Templates are still a trivial matter, at most information leakage, anyway, sooner or later. If you register, the customer service will add you to WeChat and tell you that we have a group, and the teacher will take you to make money, then you can immediately close the chat window and withdraw. This kind of platform does not earn your interest, so I don’t need to say more about this, right?
Going far, let's talk about charging. On the online funding platform, the mainstream model is based on daily interest rates, and of course there are monthly allocations. Relatively speaking, annual allocations are relatively small. But because of the tightening of policies, many platforms are afraid to collect pure interest. Probably the following three charging methods:
1. Pure interest, ranging from 20-30+.
2. The pure profit sharing is quite uneven in the industry. Let's start with 20%, and I have seen 40%.

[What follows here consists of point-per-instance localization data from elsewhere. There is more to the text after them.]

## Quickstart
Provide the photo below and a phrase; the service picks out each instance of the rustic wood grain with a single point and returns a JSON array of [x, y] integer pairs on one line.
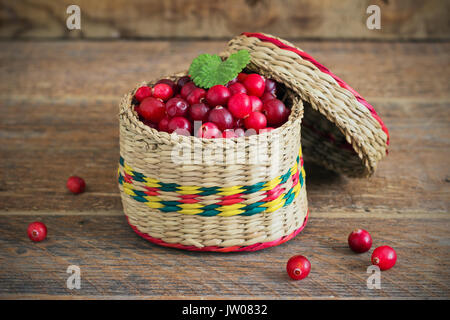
[[117, 262], [324, 19], [58, 104], [62, 121]]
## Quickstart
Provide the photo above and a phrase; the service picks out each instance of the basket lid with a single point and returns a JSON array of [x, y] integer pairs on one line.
[[340, 129]]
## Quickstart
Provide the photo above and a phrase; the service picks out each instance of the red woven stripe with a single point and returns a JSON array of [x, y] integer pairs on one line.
[[254, 247], [322, 68]]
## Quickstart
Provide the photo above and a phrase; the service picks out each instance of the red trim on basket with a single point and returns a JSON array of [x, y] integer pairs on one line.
[[253, 247], [322, 68]]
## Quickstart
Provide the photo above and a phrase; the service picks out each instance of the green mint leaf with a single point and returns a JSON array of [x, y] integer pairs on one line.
[[209, 70]]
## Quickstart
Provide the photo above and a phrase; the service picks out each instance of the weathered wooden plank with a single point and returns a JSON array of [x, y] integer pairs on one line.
[[114, 261], [50, 124], [401, 19], [106, 70]]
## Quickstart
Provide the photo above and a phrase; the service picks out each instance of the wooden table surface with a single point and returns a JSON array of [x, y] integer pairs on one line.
[[59, 105]]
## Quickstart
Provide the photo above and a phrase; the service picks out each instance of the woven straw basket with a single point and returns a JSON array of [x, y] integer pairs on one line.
[[340, 130], [248, 193]]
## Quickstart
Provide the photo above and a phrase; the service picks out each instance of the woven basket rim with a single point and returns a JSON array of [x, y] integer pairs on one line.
[[126, 110]]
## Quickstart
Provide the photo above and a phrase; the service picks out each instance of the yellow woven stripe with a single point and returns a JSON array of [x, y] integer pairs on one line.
[[230, 213], [190, 211], [154, 205], [190, 205], [231, 207]]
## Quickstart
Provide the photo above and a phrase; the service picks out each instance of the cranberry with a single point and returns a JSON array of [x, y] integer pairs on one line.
[[196, 96], [267, 96], [152, 109], [360, 241], [162, 91], [229, 133], [180, 125], [75, 184], [255, 120], [239, 123], [384, 257], [37, 231], [231, 82], [177, 107], [271, 86], [218, 95], [142, 93], [239, 105], [255, 84], [241, 77], [187, 89], [170, 83], [237, 88], [221, 117], [268, 129], [298, 267], [239, 132], [163, 125], [256, 103], [209, 131], [182, 81], [199, 112], [276, 112]]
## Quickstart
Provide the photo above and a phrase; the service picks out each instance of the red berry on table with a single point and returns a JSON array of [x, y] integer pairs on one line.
[[75, 184], [239, 105], [177, 107], [209, 131], [254, 84], [180, 125], [298, 267], [218, 95], [187, 89], [162, 91], [360, 241], [221, 117], [237, 88], [241, 77], [169, 82], [199, 112], [142, 93], [271, 86], [163, 125], [229, 133], [276, 112], [152, 109], [267, 96], [196, 96], [37, 231], [255, 120], [384, 257], [256, 103]]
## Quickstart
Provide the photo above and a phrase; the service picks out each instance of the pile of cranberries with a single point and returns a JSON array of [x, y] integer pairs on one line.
[[246, 105]]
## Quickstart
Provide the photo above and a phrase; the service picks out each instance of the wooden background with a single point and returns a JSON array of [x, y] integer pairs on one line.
[[58, 117], [211, 19]]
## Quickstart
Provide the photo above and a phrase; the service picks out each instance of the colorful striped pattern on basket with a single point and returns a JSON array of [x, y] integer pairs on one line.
[[230, 200]]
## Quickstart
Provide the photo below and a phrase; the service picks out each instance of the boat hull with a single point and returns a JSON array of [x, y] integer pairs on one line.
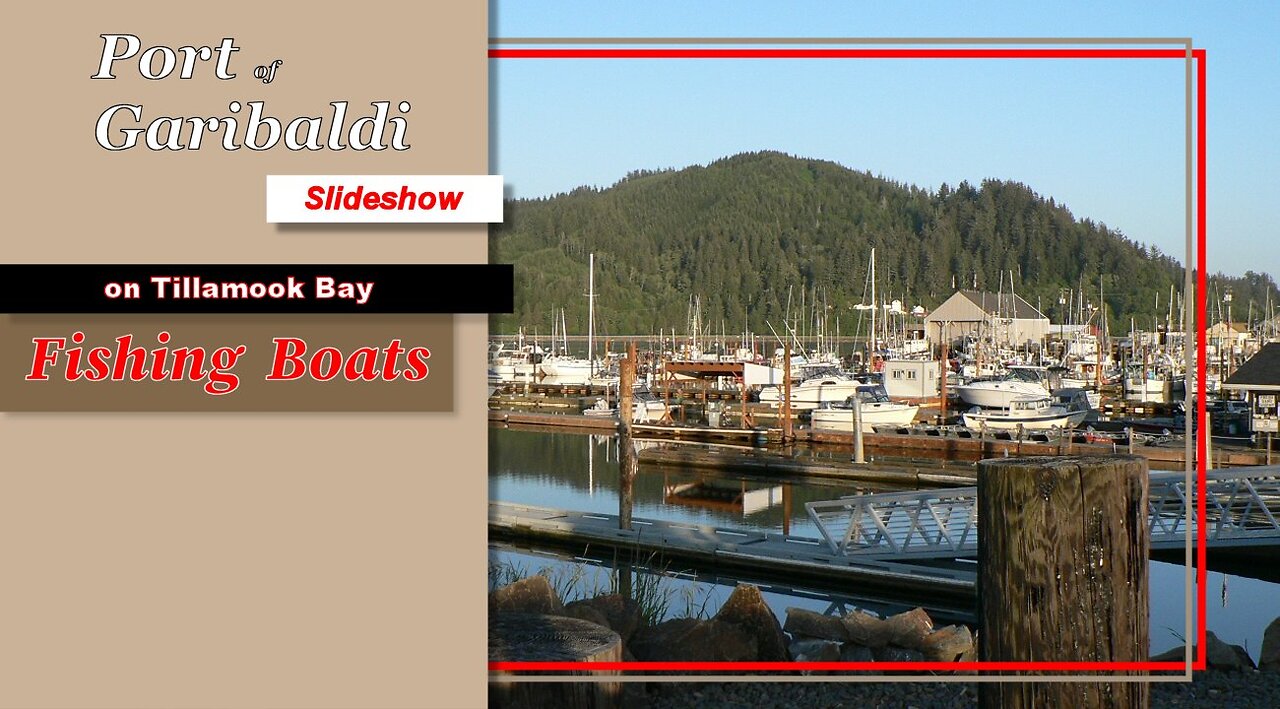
[[1001, 421], [812, 396], [873, 415], [997, 394]]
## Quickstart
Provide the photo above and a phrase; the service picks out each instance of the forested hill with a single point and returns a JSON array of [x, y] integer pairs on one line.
[[744, 231]]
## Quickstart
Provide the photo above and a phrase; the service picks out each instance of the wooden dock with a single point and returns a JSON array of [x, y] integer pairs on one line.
[[901, 442], [728, 549], [773, 465]]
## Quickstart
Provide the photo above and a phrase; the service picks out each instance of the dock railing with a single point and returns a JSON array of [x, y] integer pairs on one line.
[[1242, 509]]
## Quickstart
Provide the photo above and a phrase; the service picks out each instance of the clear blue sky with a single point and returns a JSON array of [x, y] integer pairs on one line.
[[1105, 137]]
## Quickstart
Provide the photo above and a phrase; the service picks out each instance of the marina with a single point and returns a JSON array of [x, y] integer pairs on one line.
[[888, 465], [579, 474]]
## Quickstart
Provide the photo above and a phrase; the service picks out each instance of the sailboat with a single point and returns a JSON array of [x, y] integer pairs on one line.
[[876, 408], [565, 367]]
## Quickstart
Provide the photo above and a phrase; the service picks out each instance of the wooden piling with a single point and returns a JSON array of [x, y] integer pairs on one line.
[[626, 389], [1063, 573]]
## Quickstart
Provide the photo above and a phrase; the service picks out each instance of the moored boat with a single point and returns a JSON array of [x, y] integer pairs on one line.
[[1027, 412], [877, 408], [816, 390]]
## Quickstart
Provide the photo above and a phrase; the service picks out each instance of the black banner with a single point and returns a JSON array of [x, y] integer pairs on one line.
[[252, 288]]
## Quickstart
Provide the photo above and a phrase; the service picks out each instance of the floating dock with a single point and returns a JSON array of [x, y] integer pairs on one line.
[[728, 550]]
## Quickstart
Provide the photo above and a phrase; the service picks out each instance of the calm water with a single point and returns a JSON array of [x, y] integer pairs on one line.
[[580, 472]]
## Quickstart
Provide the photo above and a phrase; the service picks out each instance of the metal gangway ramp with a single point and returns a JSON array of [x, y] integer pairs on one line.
[[1242, 506]]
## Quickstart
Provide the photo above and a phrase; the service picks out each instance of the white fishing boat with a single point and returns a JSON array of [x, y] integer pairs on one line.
[[512, 364], [814, 392], [999, 393], [1031, 414], [877, 408], [645, 407], [1077, 402]]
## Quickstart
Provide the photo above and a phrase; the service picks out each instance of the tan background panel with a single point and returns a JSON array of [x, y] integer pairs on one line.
[[252, 392], [241, 559]]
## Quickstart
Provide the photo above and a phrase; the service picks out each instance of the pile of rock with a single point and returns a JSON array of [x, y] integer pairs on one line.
[[746, 630], [864, 637], [743, 630], [1221, 655], [535, 595]]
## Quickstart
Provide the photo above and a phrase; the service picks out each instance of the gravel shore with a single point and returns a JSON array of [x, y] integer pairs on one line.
[[1210, 690]]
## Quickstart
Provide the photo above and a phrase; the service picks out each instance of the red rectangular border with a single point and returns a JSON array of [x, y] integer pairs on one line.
[[1200, 662]]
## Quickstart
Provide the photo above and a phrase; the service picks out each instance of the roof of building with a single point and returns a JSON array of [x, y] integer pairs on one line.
[[1006, 305], [1260, 370]]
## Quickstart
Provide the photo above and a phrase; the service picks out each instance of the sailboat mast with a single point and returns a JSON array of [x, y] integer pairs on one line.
[[590, 314], [871, 341]]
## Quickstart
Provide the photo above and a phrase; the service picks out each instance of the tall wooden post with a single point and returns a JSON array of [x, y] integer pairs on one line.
[[627, 462], [786, 393], [626, 390], [1063, 573]]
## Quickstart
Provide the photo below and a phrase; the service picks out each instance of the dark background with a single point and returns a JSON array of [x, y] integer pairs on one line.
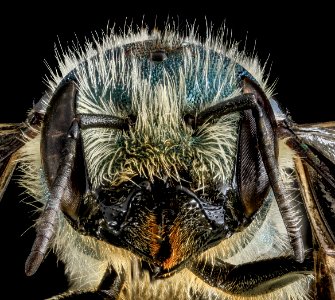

3. Interest + profit sharing combination, this is that both are below the above data.
This is actually nothing tricky, but there is a way to talk to everyone: warehouse construction fee.
The warehouse opening fee is actually our buying handling fee at the brokerage firm. As everyone knows, the brokerage standard is about 2.5 million. But just because everyone acquiesces that the fund collection platform also receives this number and does not pay attention to it, so many peers will take action on this. I have seen a warehouse fee of RMB 49, do you dare to believe... I have seen those closer to the brokerage fee standard in the industry, so let’s count on Shangshangying.Ten thousand and 2.5, but they also have to add another ten thousand and five in the communication fee, which is quite good compared to ten thousand and 49.
Let’s stop here. Someone read me and then I’ll change it.